Two weeks ago I was guest speaker at the Police College in Porirua. I was sitting next to a retired tutor, Fenton Wood, and asked him what he did in his spare time. "I've become a wasabi grower," he announced proudly, and he gave me a jar of his product. "Now this is not the bright green horseradish and chemical paste that you get in sushi bars, this is pure New Zealand wasabi," he added. It was delicious and is worth $100 a kilo on the Japanese market.
Our strategy with exports to Asia is to stick with lamb chops, pastry and milk products, and wait for their middle class to switch to western-style food. This is gradually happening but I also believe we have to grow traditional Asian food. Wasabi prefers a cooler climate (12-15 degrees Celsius is considered ideal). Admittedly, it's tricky to grow, but if you go online there are a few really successful wasabi growers in this country and I would like to see it grown in Southland.
I was interested to read that Kim Dotcom cannot be spied on because he is a New Zealand resident. He is more privileged than I am. I recently requested my SIS file and was amazed by the hundreds of pages I received. My file went from 1968 to 1989, so I was still under observation as mayor of Waitemata.

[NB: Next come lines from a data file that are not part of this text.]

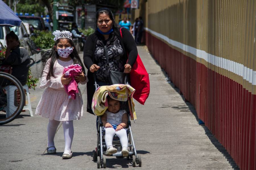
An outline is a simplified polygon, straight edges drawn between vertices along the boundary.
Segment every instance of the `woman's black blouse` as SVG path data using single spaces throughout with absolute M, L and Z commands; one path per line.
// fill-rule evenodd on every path
M 109 64 L 107 64 L 105 51 L 106 47 Z M 109 82 L 109 70 L 123 72 L 125 63 L 124 52 L 120 41 L 116 36 L 112 35 L 107 40 L 98 39 L 94 53 L 94 63 L 100 66 L 96 72 L 97 80 Z
M 113 65 L 117 65 L 118 63 L 118 63 L 120 62 L 120 63 L 121 65 L 122 64 L 124 67 L 127 61 L 127 63 L 132 67 L 136 61 L 137 56 L 138 55 L 138 51 L 136 44 L 133 37 L 128 30 L 125 28 L 122 29 L 123 38 L 121 37 L 119 30 L 120 29 L 119 29 L 118 30 L 114 31 L 112 33 L 112 35 L 110 35 L 110 38 L 105 42 L 105 44 L 106 44 L 107 46 L 109 47 L 112 45 L 113 45 L 113 49 L 111 50 L 110 48 L 109 49 L 109 51 L 112 51 L 111 52 L 112 54 L 110 54 L 111 53 L 110 52 L 109 53 L 108 52 L 108 54 L 109 54 L 111 55 L 113 55 L 113 58 L 112 60 L 112 64 Z M 113 38 L 113 39 L 111 39 L 112 37 Z M 96 31 L 87 37 L 84 48 L 84 63 L 86 68 L 88 70 L 87 72 L 87 76 L 89 82 L 87 82 L 87 111 L 92 114 L 93 114 L 93 113 L 91 109 L 92 102 L 92 96 L 94 94 L 95 89 L 93 73 L 90 71 L 89 69 L 90 67 L 93 64 L 98 65 L 101 62 L 102 63 L 104 63 L 104 60 L 103 60 L 104 57 L 103 58 L 102 58 L 102 60 L 101 60 L 99 58 L 100 55 L 102 55 L 102 56 L 105 56 L 105 57 L 106 55 L 104 55 L 102 52 L 102 51 L 100 51 L 102 50 L 100 50 L 100 48 L 99 48 L 100 46 L 102 47 L 102 45 L 104 44 L 104 42 L 102 41 L 102 40 L 104 39 L 103 36 L 98 32 Z M 98 40 L 100 41 L 98 41 Z M 108 44 L 108 42 L 110 43 L 109 44 Z M 101 43 L 102 44 L 100 44 Z M 121 49 L 120 48 L 119 43 L 121 47 Z M 115 45 L 116 46 L 116 47 L 115 47 Z M 115 48 L 118 48 L 118 50 L 117 50 Z M 115 50 L 114 49 L 114 48 Z M 122 54 L 122 51 L 123 52 L 123 54 Z M 97 52 L 99 52 L 98 55 L 97 54 Z M 115 55 L 116 57 L 114 59 L 114 53 L 116 53 L 116 54 L 117 55 Z M 128 61 L 127 53 L 129 54 Z M 119 61 L 116 61 L 117 60 Z M 123 63 L 121 63 L 123 62 Z M 122 68 L 121 66 L 119 67 L 119 65 L 115 65 L 114 68 L 118 68 L 117 69 L 119 69 L 120 72 L 123 72 L 124 71 L 124 67 Z M 100 69 L 99 71 L 100 71 Z M 97 80 L 98 81 L 99 80 L 102 80 L 102 81 L 107 80 L 108 78 L 106 76 L 104 77 L 103 76 L 102 79 L 101 79 L 102 77 L 102 78 L 101 78 L 101 75 L 102 75 L 104 74 L 101 75 L 100 74 L 98 74 L 97 76 L 97 79 L 98 79 Z M 105 75 L 105 76 L 106 75 Z

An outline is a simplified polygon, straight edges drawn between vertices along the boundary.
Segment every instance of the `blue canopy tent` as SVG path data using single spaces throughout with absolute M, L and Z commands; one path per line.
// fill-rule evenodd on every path
M 21 20 L 11 8 L 0 0 L 0 26 L 19 27 Z

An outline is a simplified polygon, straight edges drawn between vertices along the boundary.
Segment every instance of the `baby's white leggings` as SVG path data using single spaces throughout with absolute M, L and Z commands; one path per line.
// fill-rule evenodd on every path
M 54 139 L 58 126 L 60 122 L 55 120 L 49 120 L 49 123 L 47 127 L 48 135 L 48 146 L 54 146 Z M 73 120 L 63 121 L 62 126 L 64 131 L 64 138 L 65 139 L 65 153 L 71 154 L 71 145 L 74 136 L 74 126 Z M 50 148 L 50 149 L 52 149 Z
M 120 142 L 123 148 L 124 147 L 127 149 L 128 147 L 128 138 L 126 131 L 124 129 L 122 129 L 117 131 L 112 128 L 108 128 L 105 129 L 105 142 L 107 146 L 107 148 L 112 147 L 112 141 L 113 137 L 116 135 L 120 139 Z

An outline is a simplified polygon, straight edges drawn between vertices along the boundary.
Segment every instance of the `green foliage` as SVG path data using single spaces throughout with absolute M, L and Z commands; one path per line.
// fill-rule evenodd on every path
M 30 67 L 28 70 L 28 80 L 26 83 L 27 85 L 28 86 L 28 88 L 35 90 L 36 87 L 36 84 L 38 80 L 38 78 L 34 78 L 33 75 L 31 73 L 31 70 Z
M 86 37 L 88 37 L 94 33 L 95 31 L 95 30 L 94 29 L 90 27 L 89 28 L 86 29 L 82 29 L 80 28 L 79 29 L 78 29 L 79 31 L 82 33 Z
M 41 48 L 50 48 L 54 45 L 54 36 L 51 33 L 44 31 L 35 30 L 36 36 L 31 37 L 31 39 L 37 46 Z
M 2 47 L 2 49 L 0 50 L 0 57 L 5 58 L 5 52 L 6 51 L 6 47 Z

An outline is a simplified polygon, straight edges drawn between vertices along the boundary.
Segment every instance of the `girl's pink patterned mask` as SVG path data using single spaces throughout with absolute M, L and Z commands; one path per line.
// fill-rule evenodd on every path
M 73 52 L 73 47 L 69 47 L 65 48 L 57 49 L 59 56 L 62 58 L 67 58 Z

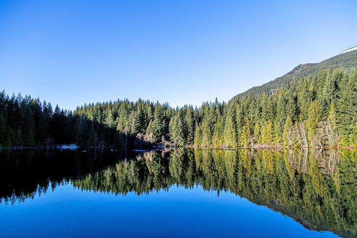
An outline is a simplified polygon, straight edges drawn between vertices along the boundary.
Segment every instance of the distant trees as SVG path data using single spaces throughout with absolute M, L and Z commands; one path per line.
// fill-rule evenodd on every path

To be honest, many of the reports were quite complimentary and suggested that I wasn't really a threat to anyone except myself. It is still a bit spooky reading about the details of my life, details about my dog, and details about speaking at the Student Christian Movement Congress in Dunedin. It seems that every move I made or speech I gave was recorded and reported to the SIS by someone.
The cost involved must have been substantial, but in New Zealand very little happened as a result. I've a feeling that if I lived in a military dictatorship my life would have been just as exciting but a lot shorter. Now, of course, I'm delighted our spying agencies made such an effort to document my life because I'd completely forgotten about many of the events I was involved in. I'm looking forward to writing my next book.
» Tim Shadbolt is the mayor of Invercargill.